Optomechanical entanglement at room temperature: a simulation study with realistic conditions

TL;DR

This paper demonstrates through simulation that optomechanical systems can generate quantum entanglement at room temperature despite realistic challenges like thermal noise and optical loss, advancing practical quantum technologies.

Contribution

It provides a detailed numerical analysis of ponderomotive entanglement considering real experimental limitations, which was previously analytically intractable.

Findings

Entanglement can be achieved at room temperature under realistic conditions.

Thermal noise and optical loss significantly affect entanglement strength.
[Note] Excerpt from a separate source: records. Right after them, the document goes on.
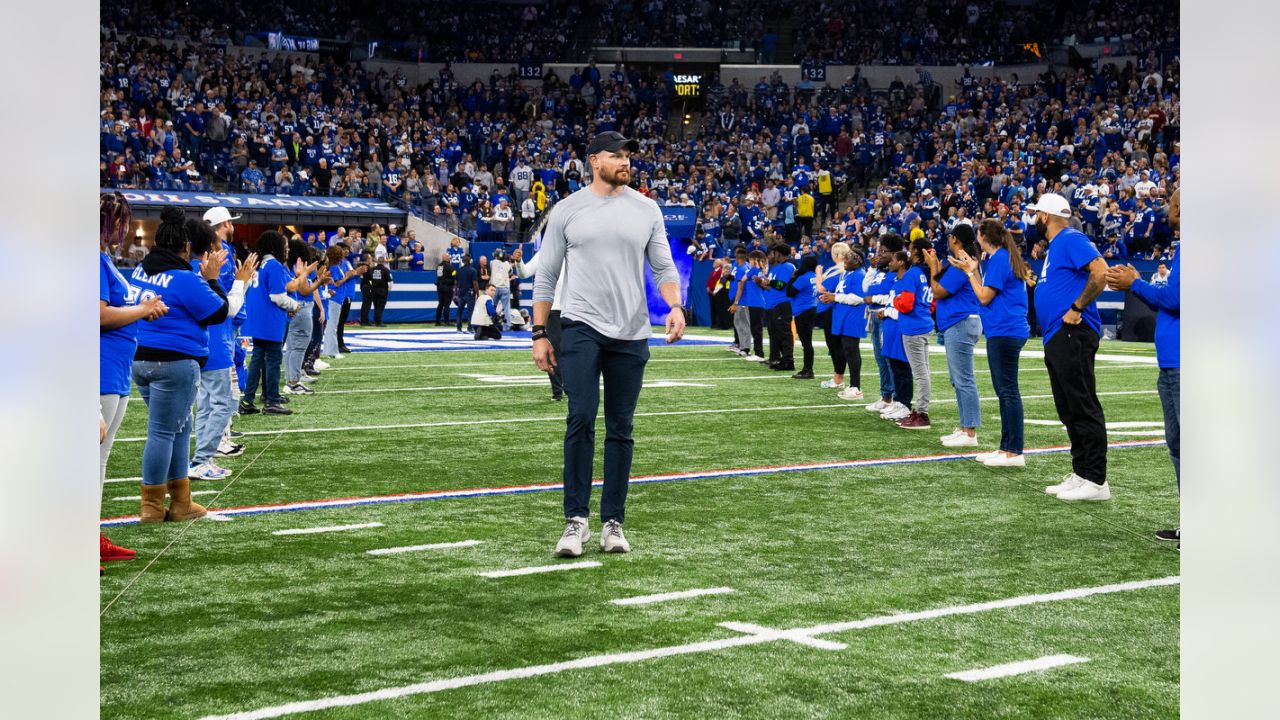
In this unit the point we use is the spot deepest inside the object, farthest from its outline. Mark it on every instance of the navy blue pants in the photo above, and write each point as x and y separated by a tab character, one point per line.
586	356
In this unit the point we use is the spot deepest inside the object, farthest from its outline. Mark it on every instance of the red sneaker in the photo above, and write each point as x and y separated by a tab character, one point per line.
109	551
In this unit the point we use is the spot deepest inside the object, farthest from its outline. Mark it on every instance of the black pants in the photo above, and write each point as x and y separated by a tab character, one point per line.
804	329
757	317
853	359
553	335
904	388
833	345
781	342
1069	358
443	302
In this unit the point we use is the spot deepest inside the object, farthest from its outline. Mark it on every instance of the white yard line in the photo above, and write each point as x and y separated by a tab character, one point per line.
581	565
671	651
421	547
329	529
1018	668
670	596
561	418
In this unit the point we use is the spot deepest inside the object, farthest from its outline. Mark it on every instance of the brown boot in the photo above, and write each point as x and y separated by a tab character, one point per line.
152	504
181	507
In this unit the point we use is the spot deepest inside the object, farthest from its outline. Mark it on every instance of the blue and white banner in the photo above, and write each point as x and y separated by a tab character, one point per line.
352	205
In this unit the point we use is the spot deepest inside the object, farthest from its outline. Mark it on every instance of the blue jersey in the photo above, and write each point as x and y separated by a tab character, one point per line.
115	347
265	320
190	300
1063	278
1006	313
960	302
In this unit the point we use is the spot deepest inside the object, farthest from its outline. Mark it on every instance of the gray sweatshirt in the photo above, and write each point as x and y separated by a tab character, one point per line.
603	244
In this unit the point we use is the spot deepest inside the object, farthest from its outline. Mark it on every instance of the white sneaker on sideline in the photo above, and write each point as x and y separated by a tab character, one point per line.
1069	482
850	393
1087	491
575	534
960	438
1002	460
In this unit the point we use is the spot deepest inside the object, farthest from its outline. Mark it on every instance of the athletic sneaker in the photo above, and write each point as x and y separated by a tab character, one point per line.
1087	491
1069	482
208	472
878	406
850	393
960	438
575	534
1002	460
612	538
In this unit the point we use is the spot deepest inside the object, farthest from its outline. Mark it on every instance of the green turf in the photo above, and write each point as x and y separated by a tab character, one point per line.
232	618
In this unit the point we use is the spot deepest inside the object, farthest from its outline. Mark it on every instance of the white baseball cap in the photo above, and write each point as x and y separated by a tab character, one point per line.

Simulation results guide future experimental development of optomechanical entanglement devices.

Abstract

Quantum entanglement is the key to many applications like quantum key distribution, quantum teleportation, and quantum sensing. However, reliably generating quantum entanglement in macroscopic systems has proved to be a challenge. Here, we present a detailed analysis of ponderomotive entanglement generation which utilizes optomechanical interactions to create quantum correlations. We numerically calculate an entanglement measure -- the logarithmic negativity -- for the quantitative assessment of the entanglement. Experimental limitations, including thermal noise and optical loss, from measurements of an existing experiment were included in the calculation, which is intractable to solve analytically. This work will play an important role in the development of ponderomotive entanglement devices.